This dataset now offers us a glimpse into the bike utilization throughout London (this information doesn’t include each bike journey in London, however we are able to anticipate that Boris Bike utilization is said to total bike utilization). For a Causal Knowledge Science fanatic, the pure subsequent query is: how can we use this dataset to reply some fascinating causal questions? What occasions happen which have a big affect on cycle journeys? What are some widespread giant scale disruptions that trigger folks to not be capable of take the tube? How do employees present the worth of their labour to their employers by withholding it? Strikes!
On this article I will likely be analyzing the causal affect of main tube strikes on cycle utilization in London. Historic strikes are considerably arduous to pin down throughout the web, however fortunately for me there’s a FOI into strike motion, which provides us dates of strike motion at a line degree, between 2014-18.
As the info begins off as one row for each bike journey throughout all bike stations throughout London, we now have some work to do to get right into a format we are able to use.
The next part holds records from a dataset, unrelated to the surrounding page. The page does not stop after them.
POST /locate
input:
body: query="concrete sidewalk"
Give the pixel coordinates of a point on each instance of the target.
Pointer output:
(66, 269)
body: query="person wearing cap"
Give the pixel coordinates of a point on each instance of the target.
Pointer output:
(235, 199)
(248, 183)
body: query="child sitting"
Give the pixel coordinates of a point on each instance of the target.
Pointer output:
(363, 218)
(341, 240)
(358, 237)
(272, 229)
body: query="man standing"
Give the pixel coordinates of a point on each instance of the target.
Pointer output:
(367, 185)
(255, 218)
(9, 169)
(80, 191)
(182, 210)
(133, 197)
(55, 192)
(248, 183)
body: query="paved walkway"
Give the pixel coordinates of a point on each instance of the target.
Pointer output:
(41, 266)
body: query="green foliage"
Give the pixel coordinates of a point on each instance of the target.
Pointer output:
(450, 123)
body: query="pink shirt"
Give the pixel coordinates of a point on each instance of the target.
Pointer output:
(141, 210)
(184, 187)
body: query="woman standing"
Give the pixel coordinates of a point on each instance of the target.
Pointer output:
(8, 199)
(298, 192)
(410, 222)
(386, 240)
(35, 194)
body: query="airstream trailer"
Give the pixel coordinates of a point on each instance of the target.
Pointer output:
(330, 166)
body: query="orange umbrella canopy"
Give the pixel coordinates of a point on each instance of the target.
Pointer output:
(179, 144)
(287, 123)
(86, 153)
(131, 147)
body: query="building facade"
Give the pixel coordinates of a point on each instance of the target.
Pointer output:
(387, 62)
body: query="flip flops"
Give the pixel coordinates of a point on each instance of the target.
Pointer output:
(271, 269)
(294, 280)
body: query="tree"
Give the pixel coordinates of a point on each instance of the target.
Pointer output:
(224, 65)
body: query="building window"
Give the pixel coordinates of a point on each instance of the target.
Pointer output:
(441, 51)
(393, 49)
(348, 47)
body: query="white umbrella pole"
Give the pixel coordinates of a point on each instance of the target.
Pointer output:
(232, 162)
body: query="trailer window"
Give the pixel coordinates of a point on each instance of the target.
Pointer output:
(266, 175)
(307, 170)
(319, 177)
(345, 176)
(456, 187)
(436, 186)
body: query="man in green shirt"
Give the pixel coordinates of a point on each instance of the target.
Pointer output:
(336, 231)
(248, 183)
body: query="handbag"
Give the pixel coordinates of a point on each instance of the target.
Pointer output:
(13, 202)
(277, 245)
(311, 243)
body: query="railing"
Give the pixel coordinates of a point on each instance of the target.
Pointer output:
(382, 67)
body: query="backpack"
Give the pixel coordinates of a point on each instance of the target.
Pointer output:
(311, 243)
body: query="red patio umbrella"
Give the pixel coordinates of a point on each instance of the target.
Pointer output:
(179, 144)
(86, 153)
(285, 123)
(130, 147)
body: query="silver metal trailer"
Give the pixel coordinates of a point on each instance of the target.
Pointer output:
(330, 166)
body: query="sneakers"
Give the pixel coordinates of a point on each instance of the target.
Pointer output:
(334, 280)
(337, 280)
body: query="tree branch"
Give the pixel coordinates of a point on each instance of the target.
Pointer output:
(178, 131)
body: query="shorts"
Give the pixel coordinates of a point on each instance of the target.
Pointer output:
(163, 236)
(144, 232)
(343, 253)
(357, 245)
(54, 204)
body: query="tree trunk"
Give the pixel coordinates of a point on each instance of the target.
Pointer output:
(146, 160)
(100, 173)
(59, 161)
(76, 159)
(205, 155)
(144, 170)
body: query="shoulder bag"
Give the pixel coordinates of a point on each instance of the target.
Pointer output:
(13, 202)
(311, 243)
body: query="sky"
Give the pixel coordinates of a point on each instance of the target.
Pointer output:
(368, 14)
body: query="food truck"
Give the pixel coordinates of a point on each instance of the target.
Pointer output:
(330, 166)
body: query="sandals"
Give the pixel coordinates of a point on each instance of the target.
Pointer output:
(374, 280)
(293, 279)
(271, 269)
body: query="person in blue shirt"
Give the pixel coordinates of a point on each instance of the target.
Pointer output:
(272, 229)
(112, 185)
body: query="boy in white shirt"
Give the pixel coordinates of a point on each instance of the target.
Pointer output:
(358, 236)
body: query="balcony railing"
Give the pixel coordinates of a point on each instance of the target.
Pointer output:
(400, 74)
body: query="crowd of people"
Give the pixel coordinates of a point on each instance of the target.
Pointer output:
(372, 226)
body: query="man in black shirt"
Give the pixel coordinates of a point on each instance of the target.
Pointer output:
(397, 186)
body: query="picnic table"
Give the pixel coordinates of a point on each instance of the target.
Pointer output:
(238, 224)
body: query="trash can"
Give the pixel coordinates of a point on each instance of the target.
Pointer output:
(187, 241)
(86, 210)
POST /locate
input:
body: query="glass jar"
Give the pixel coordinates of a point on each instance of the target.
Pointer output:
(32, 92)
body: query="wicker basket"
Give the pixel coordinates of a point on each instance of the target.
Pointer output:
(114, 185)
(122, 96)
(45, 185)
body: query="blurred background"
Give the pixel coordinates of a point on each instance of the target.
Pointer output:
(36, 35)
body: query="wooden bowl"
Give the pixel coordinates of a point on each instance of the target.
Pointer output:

Now we have 144 weekly CSVs that we convert to parquet’s to assist with reminiscence constraints. We then mix all these parquet recordsdata into collectively one large dataframe and group by bike station and hour.
| station_id | trips_start | ts |
|-------------:|:--------------------|-----:|
| 1 | 2016-01-10 09:00:00 | 4 |
| 1 | 2016-01-10 10:00:00 | 1 |
| 1 | 2016-01-10 11:00:00 | 2 |
| 1 | 2016-01-10 12:00:00 | 2 |
| 1 | 2016-01-10 13:00:00 | 2 |TFL additionally present coordinates for every bike station. We be a part of on the coordinates to their corresponding H3 cell. H3 is a hexagonal grid system that’s utilized by Uber and is helpful for a lot of spatial evaluation duties. The plot beneath reveals how bike journeys are distributed throughout London.

We will now combination the journey information as much as H3 cell-day degree together with some confounders that we predict additionally have an effect on biking utilization in London. These embody climate and seasonality options.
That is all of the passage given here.